Where to find a kidney donor?

If you're trying to find a kidney donor, the best way to do that is to have interested family and friends take a potential compatibility test. You will need to work at your transplant center to discuss other options that may be available. If you cannot find a donor this way and you are a suitable candidate for a transplant, the transplant center will place you on the transplant waiting list. To obtain a kidney from a living or deceased donor, you will first need to undergo an evaluation at a transplant center.

After you pass the assessment, the transplant center will add you to the transplant waiting list. You will be on the waiting list until a compatible kidney from a deceased donor is available. Most people in the United States wait about five years to receive a kidney from a deceased donor, but how long you will wait depends on many factors. For example, some regions have longer wait times than others.

There is another option besides a kidney transplant from a deceased donor and that is to receive a kidney from a living donor. Donors who donate as part of a National Kidney Registry redemption, including the Voucher Program, are protected and supported by Donor Shield. MedStar Georgetown Transplant Institute, in partnership with the National Kidney Registry, offers recipients a free personalized website that allows them to share their story and why they need a kidney. It is estimated that more than 30 million people in the U.S.

They suffer from chronic kidney disease and nearly 50% of patients with severely reduced kidney function are not aware of it. The National Kidney Foundation (NKF) is the largest, most comprehensive and oldest organization dedicated to the awareness, prevention and treatment of kidney disease. Options for patients with less than 20% renal function are kidney transplantation or dialysis. If surgery is approved for both donor and recipient, and all kidney transplant compatibility criteria are met, the donor will undergo 2- to 3-hour surgery to remove 1 healthy kidney.

If you or your child needs a kidney transplant and find a willing living kidney donor, but medical tests show that person is not a match based on blood type or other factors associated with a high risk of organ rejection, they may still be able to receive a transplant.

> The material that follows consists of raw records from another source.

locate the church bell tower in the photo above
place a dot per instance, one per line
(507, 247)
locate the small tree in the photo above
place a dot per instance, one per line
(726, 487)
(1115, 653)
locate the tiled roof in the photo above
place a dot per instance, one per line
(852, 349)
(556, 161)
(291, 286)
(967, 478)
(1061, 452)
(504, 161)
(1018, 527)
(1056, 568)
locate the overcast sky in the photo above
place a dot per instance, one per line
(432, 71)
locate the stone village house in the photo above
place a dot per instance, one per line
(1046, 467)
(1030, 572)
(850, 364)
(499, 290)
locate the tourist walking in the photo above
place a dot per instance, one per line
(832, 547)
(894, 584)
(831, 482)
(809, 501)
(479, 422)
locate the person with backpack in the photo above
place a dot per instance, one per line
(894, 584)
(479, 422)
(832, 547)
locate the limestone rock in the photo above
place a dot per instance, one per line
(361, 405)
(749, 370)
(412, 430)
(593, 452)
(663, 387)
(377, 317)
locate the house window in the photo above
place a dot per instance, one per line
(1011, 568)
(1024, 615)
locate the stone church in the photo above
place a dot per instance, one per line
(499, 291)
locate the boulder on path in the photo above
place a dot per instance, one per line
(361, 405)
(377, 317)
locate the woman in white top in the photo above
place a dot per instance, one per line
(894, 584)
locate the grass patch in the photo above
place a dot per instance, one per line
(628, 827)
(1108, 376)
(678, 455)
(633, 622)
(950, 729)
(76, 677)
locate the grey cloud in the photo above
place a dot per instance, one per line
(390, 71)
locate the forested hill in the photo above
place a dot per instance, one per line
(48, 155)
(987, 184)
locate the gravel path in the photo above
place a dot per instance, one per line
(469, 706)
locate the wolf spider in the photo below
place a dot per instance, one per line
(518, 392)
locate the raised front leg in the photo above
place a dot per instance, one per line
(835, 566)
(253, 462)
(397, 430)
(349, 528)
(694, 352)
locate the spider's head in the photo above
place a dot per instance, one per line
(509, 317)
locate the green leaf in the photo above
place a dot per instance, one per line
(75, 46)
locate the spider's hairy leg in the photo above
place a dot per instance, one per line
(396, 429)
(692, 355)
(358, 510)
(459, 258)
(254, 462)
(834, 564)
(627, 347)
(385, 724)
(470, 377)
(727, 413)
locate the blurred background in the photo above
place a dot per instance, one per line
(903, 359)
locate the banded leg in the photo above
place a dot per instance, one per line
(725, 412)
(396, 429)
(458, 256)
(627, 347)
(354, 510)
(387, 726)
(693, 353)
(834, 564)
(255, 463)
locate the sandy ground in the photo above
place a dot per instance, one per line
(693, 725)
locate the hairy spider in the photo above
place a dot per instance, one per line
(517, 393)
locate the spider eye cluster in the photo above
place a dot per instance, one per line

AKF works on behalf of the 37 million Americans living with kidney disease, and the millions most at risk, to support people wherever they are in their fight against kidney disease, from prevention to life after transplant. A living kidney donor will undergo full medical testing to ensure that they are compatible with the recipient of the kidney and that they are healthy enough for surgery. Living kidney donation and the power of computers help find donors and recipients willing to do so and who can live near or even across the country.

If you are considering a kidney transplant from a living donor, the National Kidney Foundation can help you connect with someone who has been there.